The world’s largest jeweler by production capacity said it expects organic revenue growth of between 3% and 6% in 2022, in line with an average of 5% expected by analysts in a survey compiled by the company.

“We are ending 2021 on a high note with record fourth quarter revenue and sales, and I am delighted that we are able to increase our revenue target for 2023 by approximately DKK 2 billion,” the director said. General Alexander Lacik in a statement.

The company saw full-year organic sales rise 23% to a record 23.4 billion Danish kroner ($3.59 billion), above its forecast and in line with results preliminary published in January.
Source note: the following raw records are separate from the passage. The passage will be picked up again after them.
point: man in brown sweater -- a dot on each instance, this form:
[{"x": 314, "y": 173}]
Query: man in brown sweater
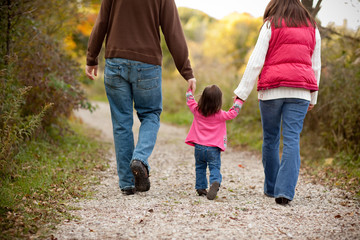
[{"x": 133, "y": 76}]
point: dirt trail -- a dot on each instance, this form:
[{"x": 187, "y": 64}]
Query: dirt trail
[{"x": 172, "y": 210}]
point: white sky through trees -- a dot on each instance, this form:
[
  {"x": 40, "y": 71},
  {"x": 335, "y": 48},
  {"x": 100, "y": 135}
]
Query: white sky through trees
[{"x": 331, "y": 11}]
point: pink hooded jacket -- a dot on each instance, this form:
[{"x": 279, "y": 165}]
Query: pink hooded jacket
[{"x": 209, "y": 131}]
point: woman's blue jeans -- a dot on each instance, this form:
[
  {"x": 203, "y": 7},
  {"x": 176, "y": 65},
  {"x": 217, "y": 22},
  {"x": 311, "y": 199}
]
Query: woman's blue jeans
[
  {"x": 281, "y": 176},
  {"x": 204, "y": 157},
  {"x": 132, "y": 84}
]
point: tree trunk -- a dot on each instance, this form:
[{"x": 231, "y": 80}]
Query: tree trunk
[
  {"x": 8, "y": 32},
  {"x": 308, "y": 4}
]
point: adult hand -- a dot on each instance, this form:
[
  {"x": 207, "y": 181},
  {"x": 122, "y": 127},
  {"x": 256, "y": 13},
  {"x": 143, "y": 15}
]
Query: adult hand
[
  {"x": 89, "y": 71},
  {"x": 192, "y": 84},
  {"x": 311, "y": 106}
]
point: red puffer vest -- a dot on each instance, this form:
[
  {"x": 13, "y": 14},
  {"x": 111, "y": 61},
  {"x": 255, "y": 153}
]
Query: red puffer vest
[{"x": 288, "y": 60}]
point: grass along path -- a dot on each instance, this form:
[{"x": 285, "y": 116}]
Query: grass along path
[{"x": 172, "y": 210}]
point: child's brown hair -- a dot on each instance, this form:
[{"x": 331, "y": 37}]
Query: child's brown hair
[
  {"x": 210, "y": 101},
  {"x": 291, "y": 11}
]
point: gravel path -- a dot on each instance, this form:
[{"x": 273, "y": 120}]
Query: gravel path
[{"x": 172, "y": 210}]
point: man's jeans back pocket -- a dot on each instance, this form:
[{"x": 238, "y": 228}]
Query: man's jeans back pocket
[{"x": 148, "y": 77}]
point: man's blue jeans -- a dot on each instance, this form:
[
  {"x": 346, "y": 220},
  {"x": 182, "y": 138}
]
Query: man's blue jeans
[
  {"x": 281, "y": 176},
  {"x": 207, "y": 156},
  {"x": 132, "y": 84}
]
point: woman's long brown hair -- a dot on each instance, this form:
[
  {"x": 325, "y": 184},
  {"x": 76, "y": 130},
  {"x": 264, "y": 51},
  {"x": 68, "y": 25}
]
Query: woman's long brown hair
[
  {"x": 210, "y": 101},
  {"x": 292, "y": 12}
]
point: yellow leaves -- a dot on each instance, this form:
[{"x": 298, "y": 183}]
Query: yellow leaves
[{"x": 229, "y": 39}]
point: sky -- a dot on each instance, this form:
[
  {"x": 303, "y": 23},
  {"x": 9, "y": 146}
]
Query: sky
[{"x": 334, "y": 11}]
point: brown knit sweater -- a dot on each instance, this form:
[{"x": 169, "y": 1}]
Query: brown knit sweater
[{"x": 132, "y": 30}]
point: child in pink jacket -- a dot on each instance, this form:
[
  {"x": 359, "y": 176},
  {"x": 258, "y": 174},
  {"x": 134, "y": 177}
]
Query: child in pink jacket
[{"x": 208, "y": 135}]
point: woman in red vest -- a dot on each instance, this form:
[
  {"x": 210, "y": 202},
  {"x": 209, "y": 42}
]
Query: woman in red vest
[{"x": 287, "y": 63}]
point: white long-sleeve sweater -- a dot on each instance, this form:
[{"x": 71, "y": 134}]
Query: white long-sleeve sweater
[{"x": 256, "y": 62}]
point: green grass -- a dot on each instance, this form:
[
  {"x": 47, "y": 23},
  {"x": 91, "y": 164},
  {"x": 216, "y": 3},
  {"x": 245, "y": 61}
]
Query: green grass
[{"x": 48, "y": 173}]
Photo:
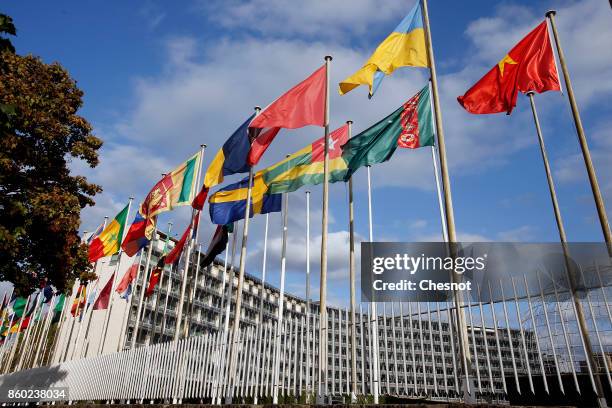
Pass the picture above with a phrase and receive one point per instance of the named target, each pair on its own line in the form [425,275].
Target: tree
[40,199]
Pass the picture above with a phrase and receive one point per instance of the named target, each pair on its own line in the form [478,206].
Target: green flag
[19,306]
[410,127]
[59,306]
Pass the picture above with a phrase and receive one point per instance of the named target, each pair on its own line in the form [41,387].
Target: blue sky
[161,78]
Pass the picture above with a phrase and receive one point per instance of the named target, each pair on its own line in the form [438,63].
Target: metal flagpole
[29,330]
[580,315]
[261,302]
[245,235]
[128,307]
[85,337]
[323,279]
[145,278]
[373,314]
[43,331]
[114,284]
[308,337]
[448,201]
[281,300]
[194,288]
[223,362]
[179,313]
[353,390]
[601,209]
[165,274]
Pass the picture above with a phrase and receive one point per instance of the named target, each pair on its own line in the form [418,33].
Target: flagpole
[85,340]
[114,283]
[28,331]
[353,390]
[601,400]
[448,201]
[281,301]
[586,153]
[43,332]
[323,279]
[373,313]
[179,314]
[308,306]
[194,288]
[128,308]
[245,234]
[261,302]
[145,277]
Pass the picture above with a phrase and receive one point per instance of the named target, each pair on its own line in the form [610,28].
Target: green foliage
[40,200]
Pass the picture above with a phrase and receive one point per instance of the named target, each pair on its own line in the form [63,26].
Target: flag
[175,254]
[302,105]
[529,66]
[92,296]
[136,239]
[126,295]
[128,277]
[47,293]
[305,167]
[59,306]
[109,240]
[155,277]
[104,297]
[176,189]
[18,306]
[32,305]
[217,244]
[404,47]
[228,204]
[410,126]
[230,159]
[94,234]
[79,301]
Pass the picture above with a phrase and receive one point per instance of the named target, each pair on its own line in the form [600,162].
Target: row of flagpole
[448,229]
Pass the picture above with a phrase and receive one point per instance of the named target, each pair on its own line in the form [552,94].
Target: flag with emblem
[305,167]
[529,66]
[410,126]
[109,240]
[176,189]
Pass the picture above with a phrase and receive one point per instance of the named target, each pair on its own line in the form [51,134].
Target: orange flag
[529,66]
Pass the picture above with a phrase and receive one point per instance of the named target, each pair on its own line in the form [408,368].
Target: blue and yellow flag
[404,47]
[231,158]
[228,204]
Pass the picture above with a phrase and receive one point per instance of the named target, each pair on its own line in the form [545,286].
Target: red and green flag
[305,167]
[410,126]
[109,240]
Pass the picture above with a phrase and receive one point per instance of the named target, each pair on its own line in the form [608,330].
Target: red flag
[302,105]
[155,277]
[198,202]
[128,277]
[529,66]
[104,296]
[174,255]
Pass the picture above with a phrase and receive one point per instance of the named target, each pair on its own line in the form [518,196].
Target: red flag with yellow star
[529,66]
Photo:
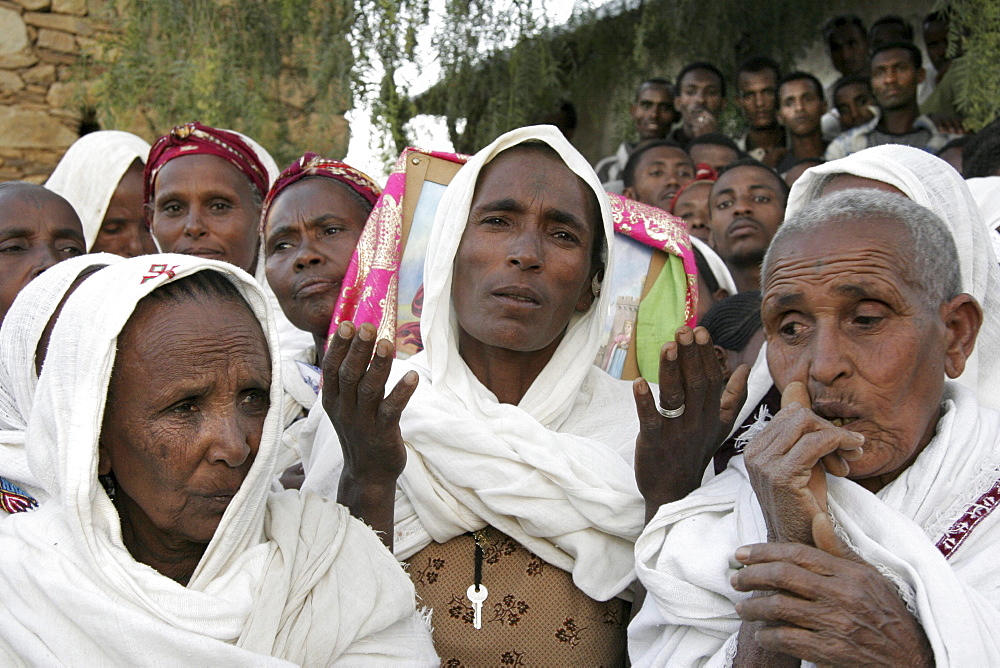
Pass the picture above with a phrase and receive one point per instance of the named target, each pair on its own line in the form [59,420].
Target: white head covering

Shares of Pandora were up 6.5% at 0845 GMT, but are down around 10% this year, slightly outperforming the Copenhagen blue chip index.

The company reconfirmed its strategy of aiming for organic revenue growth of between 5% and 7% over the 2021-2023 period, but said it now expects total revenue in 2023 to be about 27 billion Danish crowns to 28.1 billion crowns, against a previous range of 24.8. billion to 26.2 billion.

And this despite the fact that he expects the market in the United States, which accounted for 30% of his sales last year, to shrink by 10 to 20% this year, as government stimulus measures for support the economy no longer support the market.

“Obviously we believe there will be a correction at some point in market growth,” Lacik said, but added that Pandora would continue to outperform the US market.

Pandora saw growth in most major markets last year, with the exception of China, which delivered “unsatisfactory” results due to COVID-19 restrictions. The Chinese market is only 4-5% of annual growth, Lacik said.

“It’s the biggest jewelry market in the world, and that’s why we’re keen to fix it, because we see huge potential for growth,” Lacik said.

“But conditions need to normalize before making a big investment there.”

The company also proposed a dividend of 16 Danish kroner per share and said it would launch a 3.3 billion share buyback program between February 9, 2022 and February 3, 2023.